Avenging Domestic Abuse
Jamie Mason, Monday’s Lie
Mason’s protagonist is skilled in the art of observation and deduction, having been trained by her CIA mother, but she’s deliberately ignorant (at first) when it comes to her husband’s nefarious plans, in this perfect metaphor for how we ignore the warnings that are most urgent—and most inconvenient.
John D. MacDonald, The Deep Blue Good-by
Granted, John D. MacDonald isn’t going to be to the taste of many fans of Big Little Lies, and the material, while brilliantly written, will seem to some dated in its views, but at the heart of MacDonald’s breakout classic, The Deep Blue Good-by, is a compellingly described quest to bring down a serial domestic abuser named Junior Allen who’s latching onto women in southern Florida and draining them of finances and spirits. Travis McGee is called in, but it takes the heroics of more than one woman to bring Junior down.

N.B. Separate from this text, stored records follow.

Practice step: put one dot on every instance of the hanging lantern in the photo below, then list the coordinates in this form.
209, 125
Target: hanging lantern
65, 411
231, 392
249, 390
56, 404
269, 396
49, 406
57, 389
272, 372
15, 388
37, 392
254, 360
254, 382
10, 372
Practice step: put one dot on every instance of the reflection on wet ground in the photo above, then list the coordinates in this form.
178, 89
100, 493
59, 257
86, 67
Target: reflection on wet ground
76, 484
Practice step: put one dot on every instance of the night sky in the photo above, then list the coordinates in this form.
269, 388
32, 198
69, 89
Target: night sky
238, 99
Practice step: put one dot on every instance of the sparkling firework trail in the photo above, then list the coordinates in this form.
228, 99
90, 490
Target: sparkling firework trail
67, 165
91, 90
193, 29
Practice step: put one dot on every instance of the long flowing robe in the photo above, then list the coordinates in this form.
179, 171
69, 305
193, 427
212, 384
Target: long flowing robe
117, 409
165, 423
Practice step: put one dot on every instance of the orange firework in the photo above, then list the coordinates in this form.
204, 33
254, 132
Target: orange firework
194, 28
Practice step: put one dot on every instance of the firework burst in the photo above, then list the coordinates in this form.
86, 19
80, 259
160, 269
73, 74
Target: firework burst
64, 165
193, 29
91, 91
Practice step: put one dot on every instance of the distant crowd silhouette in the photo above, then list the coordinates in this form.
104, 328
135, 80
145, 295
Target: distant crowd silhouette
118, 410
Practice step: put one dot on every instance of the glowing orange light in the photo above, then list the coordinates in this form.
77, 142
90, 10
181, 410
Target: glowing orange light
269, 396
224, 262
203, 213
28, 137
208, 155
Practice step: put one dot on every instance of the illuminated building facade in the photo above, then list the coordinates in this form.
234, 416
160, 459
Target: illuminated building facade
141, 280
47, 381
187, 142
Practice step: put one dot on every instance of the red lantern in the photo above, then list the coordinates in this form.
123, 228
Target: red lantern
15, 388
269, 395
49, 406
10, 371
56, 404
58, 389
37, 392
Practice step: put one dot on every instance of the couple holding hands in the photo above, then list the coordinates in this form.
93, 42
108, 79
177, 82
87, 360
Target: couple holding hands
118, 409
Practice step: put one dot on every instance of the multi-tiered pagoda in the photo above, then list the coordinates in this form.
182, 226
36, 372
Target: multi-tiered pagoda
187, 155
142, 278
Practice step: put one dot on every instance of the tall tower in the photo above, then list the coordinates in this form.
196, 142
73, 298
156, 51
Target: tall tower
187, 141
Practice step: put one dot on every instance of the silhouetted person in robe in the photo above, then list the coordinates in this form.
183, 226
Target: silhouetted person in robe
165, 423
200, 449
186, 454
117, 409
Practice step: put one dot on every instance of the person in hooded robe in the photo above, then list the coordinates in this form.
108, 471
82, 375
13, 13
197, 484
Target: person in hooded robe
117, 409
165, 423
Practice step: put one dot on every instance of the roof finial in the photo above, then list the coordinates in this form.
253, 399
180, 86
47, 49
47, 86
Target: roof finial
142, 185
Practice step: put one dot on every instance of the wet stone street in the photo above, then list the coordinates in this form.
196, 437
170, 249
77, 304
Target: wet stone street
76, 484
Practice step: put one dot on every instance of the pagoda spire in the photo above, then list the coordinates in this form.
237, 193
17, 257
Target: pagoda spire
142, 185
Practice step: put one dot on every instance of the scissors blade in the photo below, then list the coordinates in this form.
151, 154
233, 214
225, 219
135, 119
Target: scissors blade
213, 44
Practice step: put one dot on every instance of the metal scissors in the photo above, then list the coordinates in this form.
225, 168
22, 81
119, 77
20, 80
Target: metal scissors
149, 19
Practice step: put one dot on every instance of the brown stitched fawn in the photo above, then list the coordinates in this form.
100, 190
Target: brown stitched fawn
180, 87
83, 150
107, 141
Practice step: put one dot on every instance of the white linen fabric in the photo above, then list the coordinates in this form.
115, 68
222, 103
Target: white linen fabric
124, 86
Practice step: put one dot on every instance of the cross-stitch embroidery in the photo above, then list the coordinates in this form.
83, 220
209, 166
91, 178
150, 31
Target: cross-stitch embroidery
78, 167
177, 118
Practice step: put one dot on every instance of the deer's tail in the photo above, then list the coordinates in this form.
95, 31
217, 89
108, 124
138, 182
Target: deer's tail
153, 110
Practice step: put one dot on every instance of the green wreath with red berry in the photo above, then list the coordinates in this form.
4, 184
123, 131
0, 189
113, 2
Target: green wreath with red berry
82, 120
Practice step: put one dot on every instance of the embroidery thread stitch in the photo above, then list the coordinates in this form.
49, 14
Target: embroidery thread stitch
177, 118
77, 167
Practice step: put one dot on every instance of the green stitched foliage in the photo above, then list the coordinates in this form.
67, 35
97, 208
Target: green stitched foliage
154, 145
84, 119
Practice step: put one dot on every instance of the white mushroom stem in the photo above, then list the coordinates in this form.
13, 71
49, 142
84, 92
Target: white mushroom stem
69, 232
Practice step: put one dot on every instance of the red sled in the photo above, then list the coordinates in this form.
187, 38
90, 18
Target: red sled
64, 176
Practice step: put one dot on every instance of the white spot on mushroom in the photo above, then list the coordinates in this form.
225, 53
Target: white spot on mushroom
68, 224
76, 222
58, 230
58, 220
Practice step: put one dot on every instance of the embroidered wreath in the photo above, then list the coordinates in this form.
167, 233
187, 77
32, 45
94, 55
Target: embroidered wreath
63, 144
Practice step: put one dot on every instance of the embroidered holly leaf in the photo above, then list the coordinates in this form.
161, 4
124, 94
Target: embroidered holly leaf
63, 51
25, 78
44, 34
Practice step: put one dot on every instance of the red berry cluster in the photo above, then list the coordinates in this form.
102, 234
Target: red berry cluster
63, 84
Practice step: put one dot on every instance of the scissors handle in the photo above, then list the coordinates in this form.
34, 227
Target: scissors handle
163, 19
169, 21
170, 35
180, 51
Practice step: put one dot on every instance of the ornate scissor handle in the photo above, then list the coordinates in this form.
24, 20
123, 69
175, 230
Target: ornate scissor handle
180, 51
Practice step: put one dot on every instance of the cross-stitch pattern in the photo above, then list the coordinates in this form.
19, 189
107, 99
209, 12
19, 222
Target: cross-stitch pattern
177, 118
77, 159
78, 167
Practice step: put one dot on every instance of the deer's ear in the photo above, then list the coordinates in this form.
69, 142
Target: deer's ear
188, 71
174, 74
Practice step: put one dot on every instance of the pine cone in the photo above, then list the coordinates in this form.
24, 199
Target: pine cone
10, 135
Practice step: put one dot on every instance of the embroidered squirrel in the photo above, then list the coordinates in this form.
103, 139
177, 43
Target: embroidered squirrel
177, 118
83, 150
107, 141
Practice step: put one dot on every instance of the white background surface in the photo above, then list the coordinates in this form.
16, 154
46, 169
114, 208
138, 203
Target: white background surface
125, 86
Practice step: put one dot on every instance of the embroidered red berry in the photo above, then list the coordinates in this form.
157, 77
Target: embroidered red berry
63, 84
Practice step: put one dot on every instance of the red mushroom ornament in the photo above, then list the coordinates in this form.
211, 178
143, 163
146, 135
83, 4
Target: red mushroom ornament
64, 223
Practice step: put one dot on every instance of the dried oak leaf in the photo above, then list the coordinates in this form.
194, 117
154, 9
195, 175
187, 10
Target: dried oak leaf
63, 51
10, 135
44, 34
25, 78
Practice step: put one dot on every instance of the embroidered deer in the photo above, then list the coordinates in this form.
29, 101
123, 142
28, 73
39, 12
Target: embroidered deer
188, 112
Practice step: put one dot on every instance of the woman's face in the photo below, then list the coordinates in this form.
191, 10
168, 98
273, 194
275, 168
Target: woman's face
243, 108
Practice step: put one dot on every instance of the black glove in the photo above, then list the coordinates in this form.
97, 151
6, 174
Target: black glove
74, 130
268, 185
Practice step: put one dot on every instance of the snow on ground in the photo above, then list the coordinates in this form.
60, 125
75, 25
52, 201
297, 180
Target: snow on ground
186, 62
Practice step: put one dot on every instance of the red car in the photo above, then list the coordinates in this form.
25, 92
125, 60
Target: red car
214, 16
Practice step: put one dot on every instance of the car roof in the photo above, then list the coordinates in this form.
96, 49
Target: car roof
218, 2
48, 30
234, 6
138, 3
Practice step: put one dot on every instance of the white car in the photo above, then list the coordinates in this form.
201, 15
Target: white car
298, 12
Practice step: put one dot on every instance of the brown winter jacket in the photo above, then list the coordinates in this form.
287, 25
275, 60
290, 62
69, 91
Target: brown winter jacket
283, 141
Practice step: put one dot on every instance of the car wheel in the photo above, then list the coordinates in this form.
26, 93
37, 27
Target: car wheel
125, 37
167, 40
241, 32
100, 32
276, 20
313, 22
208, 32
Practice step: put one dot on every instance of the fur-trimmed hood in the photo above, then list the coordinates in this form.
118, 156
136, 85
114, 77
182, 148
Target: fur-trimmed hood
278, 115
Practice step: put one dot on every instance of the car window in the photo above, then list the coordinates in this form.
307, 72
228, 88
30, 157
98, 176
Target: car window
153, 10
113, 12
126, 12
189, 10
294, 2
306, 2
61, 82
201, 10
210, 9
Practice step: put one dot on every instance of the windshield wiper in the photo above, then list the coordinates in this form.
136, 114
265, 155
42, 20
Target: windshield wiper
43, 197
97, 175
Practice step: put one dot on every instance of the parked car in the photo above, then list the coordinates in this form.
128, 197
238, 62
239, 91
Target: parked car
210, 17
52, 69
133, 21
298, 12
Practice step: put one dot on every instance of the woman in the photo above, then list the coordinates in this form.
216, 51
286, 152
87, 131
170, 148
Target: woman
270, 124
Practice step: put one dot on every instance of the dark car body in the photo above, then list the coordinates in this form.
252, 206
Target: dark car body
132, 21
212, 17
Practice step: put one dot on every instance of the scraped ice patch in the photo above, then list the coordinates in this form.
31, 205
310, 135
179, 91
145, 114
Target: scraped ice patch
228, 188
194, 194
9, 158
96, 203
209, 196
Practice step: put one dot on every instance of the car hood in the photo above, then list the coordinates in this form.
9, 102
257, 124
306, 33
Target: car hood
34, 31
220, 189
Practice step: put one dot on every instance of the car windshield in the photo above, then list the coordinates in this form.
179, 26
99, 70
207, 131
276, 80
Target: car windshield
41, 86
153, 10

Well-Choreographed Party Scenes
Robyn Harding, The Party
Harding wrote The Party as an alternative to warning her teenage children of the dangers of unsupervised drinking, but adults, too, should take heed when it comes to the many risks (and occasional rewards) of partying hard.
Ruth Ware, In a Dark, Dark, Wood
Ware’s debut takes us into a wild hen do in a glass house in the woods, where the invitations hold more malice than affection, and a drunken weekend will turn into an epic reckoning. For those who enjoyed the perfectly choreographed denouement of Big Little Lies, the bachelorette party in Ware’s debut is just as deliberate—and just as shocking.
Sunshine Noir
Vicki Hendricks, Miami Purity
There’s plenty of grey days along the California coast, but for those of us who watch Big Little Lies yearning for more sunshine in their lives, you can’t find a better follow-up than Vicki Hendrix’s quintessential sunshine noir, Miami Purity. This literally steamy book takes place in a dry cleaners, where a woman starts an affair with the owner’s son and soon decides to get rid of his inconvenient and controlling mother.
Janna King, The Seasonaires
It’s a Nantucket summer, which means plenty of sun, beach, and an onrush of wealthy families with all their messy entanglements, business pursuits, life ambition, and scheming against one another. In King’s debut, a murder rocks the island community and shakes the bedrock of the very carefully calibrated social network there. King will give you many of the same thrills as Big Little Lies, just transplanted to the East Coast during a very special season.